A importância de nossa quarta proposição carece de maiores explicações. Na verdade, seria uma grande tragédia perder nossa condição de membro da verdadeira igreja ou corpo de Cristo. E nenhum membro está fora desse perigo, a menos que mantenha uma estrita vigilância sobre a velha natureza, contada como morta, para que essa não volte à vida e se afirme na forma de orgulho, egoísmo, inveja, calúnias e coisas assim, não é verdade? Mas se estivermos cheios de amor (o amor que leva ao sacrifício) e revestidos de humildade, e sob a cobertura do sangue redentor, estaremos seguros na igreja (corpo), tendo a certeza de que “o Pai se gradou de nos dar o Reino”.
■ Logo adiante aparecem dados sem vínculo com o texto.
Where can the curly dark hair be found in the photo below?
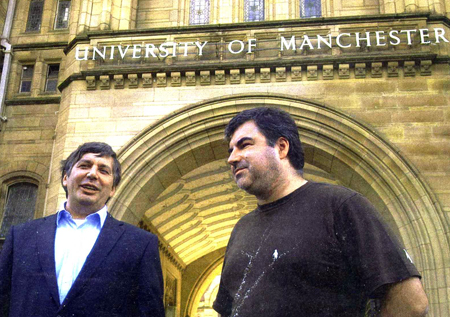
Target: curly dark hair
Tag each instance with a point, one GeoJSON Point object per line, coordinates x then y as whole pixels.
{"type": "Point", "coordinates": [273, 123]}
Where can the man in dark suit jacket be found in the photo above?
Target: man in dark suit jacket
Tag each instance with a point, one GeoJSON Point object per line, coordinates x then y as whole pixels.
{"type": "Point", "coordinates": [81, 261]}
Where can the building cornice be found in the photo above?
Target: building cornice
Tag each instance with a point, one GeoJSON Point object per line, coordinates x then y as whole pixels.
{"type": "Point", "coordinates": [33, 100]}
{"type": "Point", "coordinates": [214, 28]}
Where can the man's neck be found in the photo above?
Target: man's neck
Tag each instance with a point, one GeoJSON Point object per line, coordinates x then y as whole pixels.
{"type": "Point", "coordinates": [80, 212]}
{"type": "Point", "coordinates": [284, 187]}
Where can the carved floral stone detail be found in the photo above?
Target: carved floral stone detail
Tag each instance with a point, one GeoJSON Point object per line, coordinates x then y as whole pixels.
{"type": "Point", "coordinates": [219, 78]}
{"type": "Point", "coordinates": [132, 81]}
{"type": "Point", "coordinates": [311, 72]}
{"type": "Point", "coordinates": [265, 75]}
{"type": "Point", "coordinates": [104, 82]}
{"type": "Point", "coordinates": [90, 82]}
{"type": "Point", "coordinates": [147, 80]}
{"type": "Point", "coordinates": [190, 78]}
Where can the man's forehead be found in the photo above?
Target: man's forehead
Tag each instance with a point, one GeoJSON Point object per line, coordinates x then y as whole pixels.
{"type": "Point", "coordinates": [89, 156]}
{"type": "Point", "coordinates": [247, 129]}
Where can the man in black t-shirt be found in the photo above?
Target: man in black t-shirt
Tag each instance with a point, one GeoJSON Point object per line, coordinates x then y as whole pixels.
{"type": "Point", "coordinates": [308, 249]}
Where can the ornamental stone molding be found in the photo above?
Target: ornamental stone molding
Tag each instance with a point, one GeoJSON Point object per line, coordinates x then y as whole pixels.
{"type": "Point", "coordinates": [262, 75]}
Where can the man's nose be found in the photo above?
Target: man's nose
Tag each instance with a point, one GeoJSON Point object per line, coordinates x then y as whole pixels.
{"type": "Point", "coordinates": [92, 172]}
{"type": "Point", "coordinates": [233, 158]}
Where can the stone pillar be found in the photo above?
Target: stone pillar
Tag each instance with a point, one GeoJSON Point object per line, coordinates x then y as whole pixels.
{"type": "Point", "coordinates": [393, 6]}
{"type": "Point", "coordinates": [411, 6]}
{"type": "Point", "coordinates": [437, 6]}
{"type": "Point", "coordinates": [105, 15]}
{"type": "Point", "coordinates": [85, 14]}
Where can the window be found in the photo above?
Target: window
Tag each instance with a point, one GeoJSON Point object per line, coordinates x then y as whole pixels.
{"type": "Point", "coordinates": [62, 14]}
{"type": "Point", "coordinates": [51, 82]}
{"type": "Point", "coordinates": [25, 79]}
{"type": "Point", "coordinates": [310, 8]}
{"type": "Point", "coordinates": [254, 10]}
{"type": "Point", "coordinates": [35, 15]}
{"type": "Point", "coordinates": [199, 12]}
{"type": "Point", "coordinates": [20, 205]}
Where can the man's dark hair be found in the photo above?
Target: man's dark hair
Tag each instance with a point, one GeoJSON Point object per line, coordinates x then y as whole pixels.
{"type": "Point", "coordinates": [99, 148]}
{"type": "Point", "coordinates": [273, 123]}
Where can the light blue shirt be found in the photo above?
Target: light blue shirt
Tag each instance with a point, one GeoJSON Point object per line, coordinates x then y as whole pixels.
{"type": "Point", "coordinates": [74, 240]}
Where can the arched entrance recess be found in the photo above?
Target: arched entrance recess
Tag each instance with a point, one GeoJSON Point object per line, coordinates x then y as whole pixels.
{"type": "Point", "coordinates": [192, 137]}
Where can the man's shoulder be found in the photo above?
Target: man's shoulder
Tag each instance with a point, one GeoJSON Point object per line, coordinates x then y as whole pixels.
{"type": "Point", "coordinates": [331, 190]}
{"type": "Point", "coordinates": [31, 224]}
{"type": "Point", "coordinates": [132, 229]}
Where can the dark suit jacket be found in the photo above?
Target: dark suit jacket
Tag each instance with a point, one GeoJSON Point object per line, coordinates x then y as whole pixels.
{"type": "Point", "coordinates": [121, 276]}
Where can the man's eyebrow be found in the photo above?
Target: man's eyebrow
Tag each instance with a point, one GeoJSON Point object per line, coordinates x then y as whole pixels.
{"type": "Point", "coordinates": [239, 142]}
{"type": "Point", "coordinates": [84, 161]}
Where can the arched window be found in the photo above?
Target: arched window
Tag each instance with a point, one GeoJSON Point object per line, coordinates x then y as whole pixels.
{"type": "Point", "coordinates": [199, 12]}
{"type": "Point", "coordinates": [253, 10]}
{"type": "Point", "coordinates": [62, 15]}
{"type": "Point", "coordinates": [310, 8]}
{"type": "Point", "coordinates": [20, 205]}
{"type": "Point", "coordinates": [35, 15]}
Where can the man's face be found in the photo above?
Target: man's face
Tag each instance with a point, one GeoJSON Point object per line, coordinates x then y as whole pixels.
{"type": "Point", "coordinates": [255, 165]}
{"type": "Point", "coordinates": [89, 184]}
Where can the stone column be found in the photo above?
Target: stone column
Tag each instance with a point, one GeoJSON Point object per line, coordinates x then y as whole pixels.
{"type": "Point", "coordinates": [411, 6]}
{"type": "Point", "coordinates": [85, 14]}
{"type": "Point", "coordinates": [105, 15]}
{"type": "Point", "coordinates": [437, 6]}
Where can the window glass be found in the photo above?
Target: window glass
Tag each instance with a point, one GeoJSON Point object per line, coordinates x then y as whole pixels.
{"type": "Point", "coordinates": [35, 15]}
{"type": "Point", "coordinates": [199, 12]}
{"type": "Point", "coordinates": [254, 10]}
{"type": "Point", "coordinates": [62, 15]}
{"type": "Point", "coordinates": [20, 205]}
{"type": "Point", "coordinates": [26, 78]}
{"type": "Point", "coordinates": [52, 77]}
{"type": "Point", "coordinates": [310, 8]}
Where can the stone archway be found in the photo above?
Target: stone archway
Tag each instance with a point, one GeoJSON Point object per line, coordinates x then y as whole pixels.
{"type": "Point", "coordinates": [193, 137]}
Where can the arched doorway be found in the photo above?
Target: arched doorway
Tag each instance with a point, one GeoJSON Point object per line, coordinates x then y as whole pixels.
{"type": "Point", "coordinates": [175, 178]}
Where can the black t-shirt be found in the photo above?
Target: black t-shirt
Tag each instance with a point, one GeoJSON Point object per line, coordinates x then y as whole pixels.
{"type": "Point", "coordinates": [319, 251]}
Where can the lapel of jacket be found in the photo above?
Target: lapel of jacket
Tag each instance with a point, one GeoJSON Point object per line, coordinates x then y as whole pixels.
{"type": "Point", "coordinates": [45, 241]}
{"type": "Point", "coordinates": [108, 237]}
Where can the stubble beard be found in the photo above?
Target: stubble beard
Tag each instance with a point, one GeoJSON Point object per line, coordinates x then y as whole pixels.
{"type": "Point", "coordinates": [261, 183]}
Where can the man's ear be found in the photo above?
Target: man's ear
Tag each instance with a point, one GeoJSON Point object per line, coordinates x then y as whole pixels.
{"type": "Point", "coordinates": [283, 147]}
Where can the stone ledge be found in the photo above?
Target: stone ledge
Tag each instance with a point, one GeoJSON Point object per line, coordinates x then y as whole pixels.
{"type": "Point", "coordinates": [245, 76]}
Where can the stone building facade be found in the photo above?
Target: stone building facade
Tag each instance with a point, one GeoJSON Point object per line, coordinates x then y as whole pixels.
{"type": "Point", "coordinates": [367, 82]}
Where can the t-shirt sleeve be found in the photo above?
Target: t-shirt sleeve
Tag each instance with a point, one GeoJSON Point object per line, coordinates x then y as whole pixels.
{"type": "Point", "coordinates": [223, 302]}
{"type": "Point", "coordinates": [373, 251]}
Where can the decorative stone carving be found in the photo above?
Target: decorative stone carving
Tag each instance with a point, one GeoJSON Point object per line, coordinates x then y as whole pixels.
{"type": "Point", "coordinates": [409, 69]}
{"type": "Point", "coordinates": [264, 76]}
{"type": "Point", "coordinates": [250, 76]}
{"type": "Point", "coordinates": [90, 82]}
{"type": "Point", "coordinates": [161, 80]}
{"type": "Point", "coordinates": [393, 69]}
{"type": "Point", "coordinates": [147, 80]}
{"type": "Point", "coordinates": [280, 74]}
{"type": "Point", "coordinates": [190, 78]}
{"type": "Point", "coordinates": [425, 68]}
{"type": "Point", "coordinates": [377, 70]}
{"type": "Point", "coordinates": [328, 72]}
{"type": "Point", "coordinates": [360, 70]}
{"type": "Point", "coordinates": [235, 76]}
{"type": "Point", "coordinates": [118, 81]}
{"type": "Point", "coordinates": [104, 82]}
{"type": "Point", "coordinates": [205, 78]}
{"type": "Point", "coordinates": [132, 81]}
{"type": "Point", "coordinates": [344, 71]}
{"type": "Point", "coordinates": [175, 79]}
{"type": "Point", "coordinates": [219, 77]}
{"type": "Point", "coordinates": [296, 73]}
{"type": "Point", "coordinates": [311, 72]}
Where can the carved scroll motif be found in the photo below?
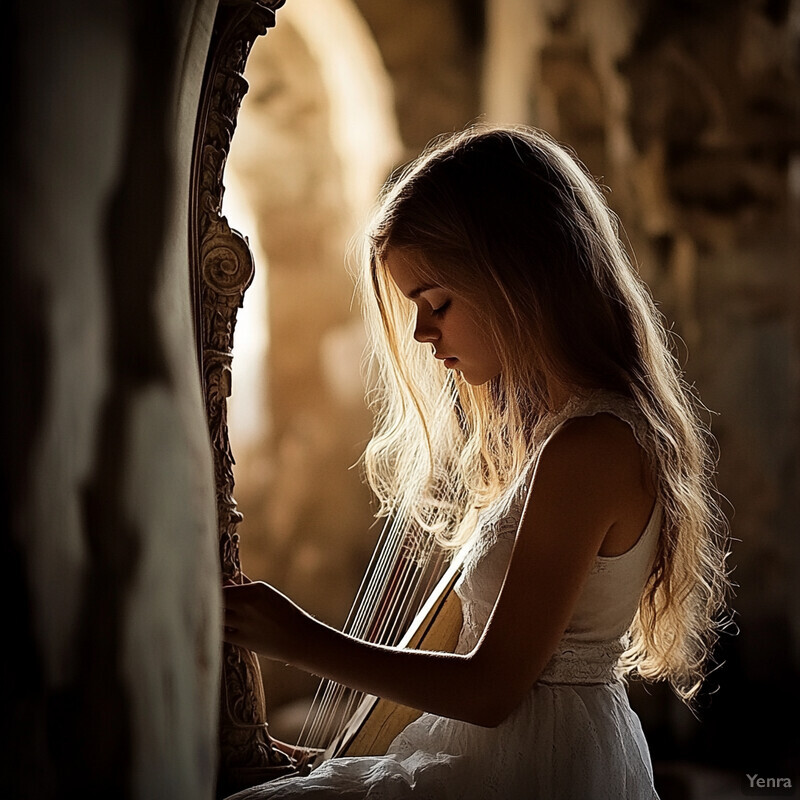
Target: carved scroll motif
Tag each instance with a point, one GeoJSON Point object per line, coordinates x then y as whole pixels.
{"type": "Point", "coordinates": [221, 270]}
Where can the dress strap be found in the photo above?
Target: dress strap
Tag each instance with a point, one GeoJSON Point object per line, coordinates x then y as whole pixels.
{"type": "Point", "coordinates": [601, 401]}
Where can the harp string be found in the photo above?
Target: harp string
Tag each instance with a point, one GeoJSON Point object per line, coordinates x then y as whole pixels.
{"type": "Point", "coordinates": [399, 578]}
{"type": "Point", "coordinates": [319, 726]}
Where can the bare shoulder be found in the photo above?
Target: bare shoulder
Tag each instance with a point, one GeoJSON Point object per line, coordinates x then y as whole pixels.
{"type": "Point", "coordinates": [597, 461]}
{"type": "Point", "coordinates": [602, 439]}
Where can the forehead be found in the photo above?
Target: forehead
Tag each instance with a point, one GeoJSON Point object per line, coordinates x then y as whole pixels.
{"type": "Point", "coordinates": [409, 271]}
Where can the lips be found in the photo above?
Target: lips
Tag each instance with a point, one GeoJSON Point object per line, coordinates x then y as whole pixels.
{"type": "Point", "coordinates": [449, 361]}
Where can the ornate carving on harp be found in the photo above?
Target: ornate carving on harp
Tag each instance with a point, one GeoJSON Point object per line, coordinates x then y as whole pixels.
{"type": "Point", "coordinates": [406, 600]}
{"type": "Point", "coordinates": [221, 270]}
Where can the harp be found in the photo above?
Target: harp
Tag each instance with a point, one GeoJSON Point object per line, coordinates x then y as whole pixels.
{"type": "Point", "coordinates": [408, 601]}
{"type": "Point", "coordinates": [221, 269]}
Sim, o reino é o destino glorioso da verdadeira igreja — o “pequeno rebanho” — que agora está trilhando o caminho da humilhação e bebendo do cálice amargo da morte. Ó, a glória que será revelada em nós ainda não é visível, exceto aos olhos da fé, mas as tentações e provações são muito evidentes em todos os aspectos! “Portanto, temamos, a fim de que a promessa deixada para nós de entrar em seu repouso não exclua a nenhum de vós.” (Heb. 4:1)
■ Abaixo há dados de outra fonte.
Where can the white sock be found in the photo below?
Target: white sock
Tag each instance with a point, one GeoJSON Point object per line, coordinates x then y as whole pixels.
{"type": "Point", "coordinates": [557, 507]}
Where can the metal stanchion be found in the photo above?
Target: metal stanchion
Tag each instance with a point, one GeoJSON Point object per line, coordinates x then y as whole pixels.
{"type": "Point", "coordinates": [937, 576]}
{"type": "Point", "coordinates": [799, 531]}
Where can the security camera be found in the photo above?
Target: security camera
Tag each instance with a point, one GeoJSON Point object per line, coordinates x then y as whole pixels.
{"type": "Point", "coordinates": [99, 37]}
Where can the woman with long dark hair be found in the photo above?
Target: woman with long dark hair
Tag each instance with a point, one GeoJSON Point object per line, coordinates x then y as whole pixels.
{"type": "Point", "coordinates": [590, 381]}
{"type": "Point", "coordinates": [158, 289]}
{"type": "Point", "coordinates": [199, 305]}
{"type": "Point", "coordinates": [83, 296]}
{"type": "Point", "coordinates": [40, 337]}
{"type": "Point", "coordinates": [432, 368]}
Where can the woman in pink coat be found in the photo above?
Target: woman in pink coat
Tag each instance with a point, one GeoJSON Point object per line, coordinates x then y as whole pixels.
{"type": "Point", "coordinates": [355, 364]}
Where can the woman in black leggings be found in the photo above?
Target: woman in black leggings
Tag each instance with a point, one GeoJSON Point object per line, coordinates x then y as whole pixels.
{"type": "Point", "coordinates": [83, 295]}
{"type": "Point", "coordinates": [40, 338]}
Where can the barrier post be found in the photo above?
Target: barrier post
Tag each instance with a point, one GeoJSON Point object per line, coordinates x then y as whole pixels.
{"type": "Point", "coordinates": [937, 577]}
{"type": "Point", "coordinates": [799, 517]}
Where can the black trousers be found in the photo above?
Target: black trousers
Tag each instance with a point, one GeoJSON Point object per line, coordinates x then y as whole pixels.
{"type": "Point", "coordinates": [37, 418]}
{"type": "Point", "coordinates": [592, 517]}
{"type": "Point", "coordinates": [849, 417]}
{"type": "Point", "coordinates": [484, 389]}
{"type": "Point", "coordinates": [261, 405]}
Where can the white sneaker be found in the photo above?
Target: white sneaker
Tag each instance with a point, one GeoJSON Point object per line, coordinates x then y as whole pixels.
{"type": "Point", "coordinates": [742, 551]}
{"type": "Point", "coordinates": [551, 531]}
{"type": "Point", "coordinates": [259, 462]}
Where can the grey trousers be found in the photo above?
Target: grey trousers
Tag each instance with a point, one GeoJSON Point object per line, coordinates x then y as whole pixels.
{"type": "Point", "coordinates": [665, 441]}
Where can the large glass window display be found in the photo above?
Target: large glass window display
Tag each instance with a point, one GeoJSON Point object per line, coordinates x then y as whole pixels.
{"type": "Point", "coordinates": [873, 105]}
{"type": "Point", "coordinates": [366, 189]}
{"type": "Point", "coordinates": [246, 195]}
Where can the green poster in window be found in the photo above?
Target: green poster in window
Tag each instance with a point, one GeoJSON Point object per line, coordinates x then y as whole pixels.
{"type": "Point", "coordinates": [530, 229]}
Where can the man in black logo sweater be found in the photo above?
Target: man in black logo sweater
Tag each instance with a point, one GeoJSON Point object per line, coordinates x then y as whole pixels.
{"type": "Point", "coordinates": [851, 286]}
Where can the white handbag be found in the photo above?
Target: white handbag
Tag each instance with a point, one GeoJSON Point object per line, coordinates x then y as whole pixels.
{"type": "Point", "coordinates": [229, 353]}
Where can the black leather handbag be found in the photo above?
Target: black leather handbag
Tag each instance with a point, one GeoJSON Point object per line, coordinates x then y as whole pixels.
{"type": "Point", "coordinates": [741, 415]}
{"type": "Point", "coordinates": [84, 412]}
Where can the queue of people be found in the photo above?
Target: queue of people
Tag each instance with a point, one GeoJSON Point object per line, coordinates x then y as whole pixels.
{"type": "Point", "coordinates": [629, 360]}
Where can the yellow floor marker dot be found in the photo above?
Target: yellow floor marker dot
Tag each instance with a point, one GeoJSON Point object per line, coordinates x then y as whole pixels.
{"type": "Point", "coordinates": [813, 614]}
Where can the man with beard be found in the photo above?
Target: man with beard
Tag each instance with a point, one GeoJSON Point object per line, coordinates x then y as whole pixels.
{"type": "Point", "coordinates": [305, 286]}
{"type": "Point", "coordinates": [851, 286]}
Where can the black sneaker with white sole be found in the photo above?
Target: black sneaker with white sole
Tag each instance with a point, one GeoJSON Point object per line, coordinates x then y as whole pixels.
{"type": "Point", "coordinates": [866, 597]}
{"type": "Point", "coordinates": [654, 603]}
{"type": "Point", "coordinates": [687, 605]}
Assim, Paulo advertiu os outros e temeu, “para que (mesmo depois) de ter pregado a outros, ele mesmo não fosse rejeitado”. (1 Cor. 9:27) Podemos ter nossos nomes considerados malignos pelos da igreja nominal e ainda assim “regozijar- nos e estar muito contentes porque nossos nomes estão escritos nos céus”. Eles podem olhar para nós com desprezo e nos usar com malícia, bem como dizer falsamente todo tipo de mal contra nós. Podem também tentar nos fazer voltar com lisonja, dizendo que não podem perder nossa influência — que estaríamos fazendo um grande bem por permanecer entre eles. Ó, como é necessária, neste dia mau, a fé —

“Que se mantém impassível face à desaprovação do mundo,

Nem dá atenção ao seu sorriso lisonjeiro;

Que os mares de problemas não podem afogar,

Nem as artimanhas de Satanás, seduzir.”

Amados, voltemos a repetir a advertência: “Permaneçamos, pois, firmes na liberdade com que Cristo nos libertou, e não nos submetamos outra vez ao jugo da escravidão” — nem mesmo no mais leve grau.